E quando em 2008, depois de três anos de orelhas moucas ao nosso apelo de diálogo, fomos «convocados» para uma reunião pela actual Presidente, a Drª Maria Leal esteve (muito) longe de se comportar em sintonia com o nome que ostenta. Aliás, a exemplo dos seus antecessores, nomeados pelos dois governos anteriores, não só não concretizou o contacto escrito acordado no final reunião, como nem sequer se dignou responder aos ofícios que na sequência da mesma lhe enviámos, revelando-se muito mais sintonizada com o enorme entusiasmo com que o primeiro ministro Sócrates acolhe e promove os PINS turísticos da «grande charca» de Alqueva.
Quase um mês depois de ter conhecimento da Sentença, a CCDRA mantém-se muda e queda como se nada lhe dissesse respeito. O Governo, provavelmente assoberbado com a crise ou a asfixia democrática na Madeira, enjeita por omissão qualquer responsabilidade, quiçá agradado com termos interrompido a produção do nosso Pão.
Quantos aos autarcas, estamos conversados, «nada disto lhes diz respeito».
Daí que, como dizíamos em 2005, renovemos o desejo de que em resultado das eleições em curso, os fariseus (velhos, novos e novíssimos) sejam expulsos do(s) Templo(s). Nós (ainda) continuamos a trabalhar em prole do Alentejo e do País. E continuaremos, mesmo que, como parece, em troca das migalhas e farsas em curso, o Templo continue a estar governado por esta gentalha que continua apostada em «prejudicar e denegrir o nosso trabalho pelos caminhos da Ciência e da Cultura», para melhor aprovar, promover e «justificar» os pins e pinos da nossa, perdão, da sua (deles, é evidente) «salvação».
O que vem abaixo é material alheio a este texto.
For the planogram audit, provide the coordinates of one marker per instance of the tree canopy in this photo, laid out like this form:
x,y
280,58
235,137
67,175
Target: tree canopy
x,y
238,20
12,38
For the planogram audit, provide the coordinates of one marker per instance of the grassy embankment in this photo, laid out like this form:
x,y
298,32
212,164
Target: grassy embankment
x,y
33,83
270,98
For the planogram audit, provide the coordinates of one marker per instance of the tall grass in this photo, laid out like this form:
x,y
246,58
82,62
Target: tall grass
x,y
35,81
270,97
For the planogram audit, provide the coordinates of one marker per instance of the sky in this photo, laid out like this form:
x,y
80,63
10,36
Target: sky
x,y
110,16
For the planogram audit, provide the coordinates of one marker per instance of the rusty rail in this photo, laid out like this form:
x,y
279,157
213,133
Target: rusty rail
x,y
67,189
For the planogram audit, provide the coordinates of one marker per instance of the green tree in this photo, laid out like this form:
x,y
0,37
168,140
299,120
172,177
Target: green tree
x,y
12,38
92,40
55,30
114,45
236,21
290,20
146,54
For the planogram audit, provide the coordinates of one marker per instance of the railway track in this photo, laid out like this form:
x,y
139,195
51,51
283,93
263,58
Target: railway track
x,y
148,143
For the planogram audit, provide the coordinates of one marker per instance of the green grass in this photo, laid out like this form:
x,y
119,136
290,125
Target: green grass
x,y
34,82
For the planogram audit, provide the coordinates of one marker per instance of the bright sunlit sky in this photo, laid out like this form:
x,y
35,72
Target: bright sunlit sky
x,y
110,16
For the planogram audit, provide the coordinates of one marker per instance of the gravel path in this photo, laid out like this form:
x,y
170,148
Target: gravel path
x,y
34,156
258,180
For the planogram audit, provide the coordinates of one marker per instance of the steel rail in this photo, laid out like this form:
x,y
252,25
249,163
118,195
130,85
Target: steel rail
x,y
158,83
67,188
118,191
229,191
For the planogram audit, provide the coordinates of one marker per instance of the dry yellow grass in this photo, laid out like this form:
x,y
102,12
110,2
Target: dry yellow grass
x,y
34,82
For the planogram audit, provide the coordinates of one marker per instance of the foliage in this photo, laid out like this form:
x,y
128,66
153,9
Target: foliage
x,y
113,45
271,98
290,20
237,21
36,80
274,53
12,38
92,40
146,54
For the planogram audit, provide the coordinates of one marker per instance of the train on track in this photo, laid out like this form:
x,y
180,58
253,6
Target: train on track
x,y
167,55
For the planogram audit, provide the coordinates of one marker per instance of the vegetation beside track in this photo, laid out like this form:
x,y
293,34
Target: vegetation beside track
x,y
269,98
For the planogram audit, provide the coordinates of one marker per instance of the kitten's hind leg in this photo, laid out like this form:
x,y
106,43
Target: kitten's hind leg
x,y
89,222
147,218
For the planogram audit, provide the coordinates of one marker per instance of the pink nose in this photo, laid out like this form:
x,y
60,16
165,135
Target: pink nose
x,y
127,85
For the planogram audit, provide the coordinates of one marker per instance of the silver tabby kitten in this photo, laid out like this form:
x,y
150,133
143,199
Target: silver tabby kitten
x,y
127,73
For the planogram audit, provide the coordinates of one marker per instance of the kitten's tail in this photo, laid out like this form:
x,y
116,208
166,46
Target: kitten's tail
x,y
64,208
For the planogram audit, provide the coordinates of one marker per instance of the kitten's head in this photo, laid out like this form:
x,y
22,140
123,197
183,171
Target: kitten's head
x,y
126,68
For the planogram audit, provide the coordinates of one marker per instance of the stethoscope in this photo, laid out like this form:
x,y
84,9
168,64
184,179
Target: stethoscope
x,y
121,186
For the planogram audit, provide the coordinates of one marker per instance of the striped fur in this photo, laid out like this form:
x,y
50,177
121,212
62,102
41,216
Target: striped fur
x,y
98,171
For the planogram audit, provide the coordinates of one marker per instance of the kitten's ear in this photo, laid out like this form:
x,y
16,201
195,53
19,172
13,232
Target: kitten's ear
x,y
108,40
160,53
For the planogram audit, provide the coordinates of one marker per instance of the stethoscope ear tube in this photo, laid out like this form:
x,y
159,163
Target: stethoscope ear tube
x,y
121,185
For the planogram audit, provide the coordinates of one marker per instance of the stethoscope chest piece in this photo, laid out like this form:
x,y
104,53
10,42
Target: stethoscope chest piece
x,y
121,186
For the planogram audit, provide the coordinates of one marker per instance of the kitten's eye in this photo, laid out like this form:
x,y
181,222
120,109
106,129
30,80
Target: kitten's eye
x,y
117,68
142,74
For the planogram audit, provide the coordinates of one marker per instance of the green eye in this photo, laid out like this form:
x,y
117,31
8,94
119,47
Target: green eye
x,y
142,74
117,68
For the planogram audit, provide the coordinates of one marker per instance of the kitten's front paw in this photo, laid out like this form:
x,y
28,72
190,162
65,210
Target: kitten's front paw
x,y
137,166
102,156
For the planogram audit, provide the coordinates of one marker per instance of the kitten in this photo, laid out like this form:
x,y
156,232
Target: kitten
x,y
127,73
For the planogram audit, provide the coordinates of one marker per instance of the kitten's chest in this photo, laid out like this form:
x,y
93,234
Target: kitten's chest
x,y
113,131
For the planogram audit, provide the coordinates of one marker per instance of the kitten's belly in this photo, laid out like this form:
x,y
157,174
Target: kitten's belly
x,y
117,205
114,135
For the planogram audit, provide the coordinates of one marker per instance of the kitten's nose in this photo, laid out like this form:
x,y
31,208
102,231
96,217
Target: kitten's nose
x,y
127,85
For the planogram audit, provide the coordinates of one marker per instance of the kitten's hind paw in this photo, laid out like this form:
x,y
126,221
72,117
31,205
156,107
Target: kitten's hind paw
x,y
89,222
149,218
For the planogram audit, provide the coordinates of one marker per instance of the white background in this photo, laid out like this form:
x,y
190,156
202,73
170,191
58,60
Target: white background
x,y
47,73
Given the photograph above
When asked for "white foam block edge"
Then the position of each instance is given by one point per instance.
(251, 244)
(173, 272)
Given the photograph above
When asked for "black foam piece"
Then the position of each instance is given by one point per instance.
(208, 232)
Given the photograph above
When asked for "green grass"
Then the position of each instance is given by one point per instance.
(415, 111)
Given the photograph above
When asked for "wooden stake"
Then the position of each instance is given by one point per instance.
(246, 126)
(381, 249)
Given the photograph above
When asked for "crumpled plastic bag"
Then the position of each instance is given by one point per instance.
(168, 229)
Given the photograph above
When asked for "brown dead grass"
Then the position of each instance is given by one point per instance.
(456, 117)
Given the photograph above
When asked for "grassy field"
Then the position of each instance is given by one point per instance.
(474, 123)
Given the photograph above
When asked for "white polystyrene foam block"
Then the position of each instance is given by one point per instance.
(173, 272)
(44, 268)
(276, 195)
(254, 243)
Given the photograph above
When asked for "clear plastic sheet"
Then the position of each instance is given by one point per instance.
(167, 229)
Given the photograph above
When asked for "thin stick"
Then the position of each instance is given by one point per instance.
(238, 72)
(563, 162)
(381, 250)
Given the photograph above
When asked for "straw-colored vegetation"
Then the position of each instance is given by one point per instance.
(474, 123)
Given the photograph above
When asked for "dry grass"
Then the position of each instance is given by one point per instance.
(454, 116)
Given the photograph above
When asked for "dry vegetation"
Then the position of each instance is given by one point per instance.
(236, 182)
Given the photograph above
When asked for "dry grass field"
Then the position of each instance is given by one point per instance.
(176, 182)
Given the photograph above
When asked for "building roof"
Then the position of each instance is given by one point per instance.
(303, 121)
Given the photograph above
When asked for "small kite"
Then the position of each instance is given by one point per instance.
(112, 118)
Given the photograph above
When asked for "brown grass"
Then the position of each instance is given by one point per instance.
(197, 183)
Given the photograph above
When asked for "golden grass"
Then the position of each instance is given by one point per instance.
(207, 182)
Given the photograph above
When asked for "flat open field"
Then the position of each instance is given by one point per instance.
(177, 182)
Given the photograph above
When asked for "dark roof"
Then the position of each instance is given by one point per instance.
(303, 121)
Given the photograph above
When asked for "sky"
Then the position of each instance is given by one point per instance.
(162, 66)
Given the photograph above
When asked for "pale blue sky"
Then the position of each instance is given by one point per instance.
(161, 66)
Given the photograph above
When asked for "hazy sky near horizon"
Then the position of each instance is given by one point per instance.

Resta-nos uma vez mais, se os deuses resolverem acordar da letargia envergonhada para que este pobre Povo os relegou, desejar Paz à sua alma e que a Terra lhes seja leve! Mesmo que, desta feita, só (ainda) se assustem face aos perigos que (já) parecem correr os offshores… das suas famílias e amigos, esses sim, verdadeira e solidamente «desenvolvidos» na razão inversa do Alentejo e do País.
A História ensina-nos que «atrás dos tempos, tempos vêm e outros tempos hão-de vir». Tempos esses em que os actos administrativos dos governantes hão-de ser fundamentados, com factos e com direito; e em que os governados sobre os quais incidam esses actos sejam obrigatoriamente ouvidos previamente e possam contestar os fundamentos apresentados. E, se não for pedir demais, em que os governos e governantes que assim não procedam sejam punidos exemplarmente e obrigados a reparar os danos que as suas decisões autocráticas, discricionárias e ilegais tenham provocado. Enfim, em que o exercício do poder e da função pública seja realmente democrático.
Mesmo que tardem, é por esses tempos que pugnamos!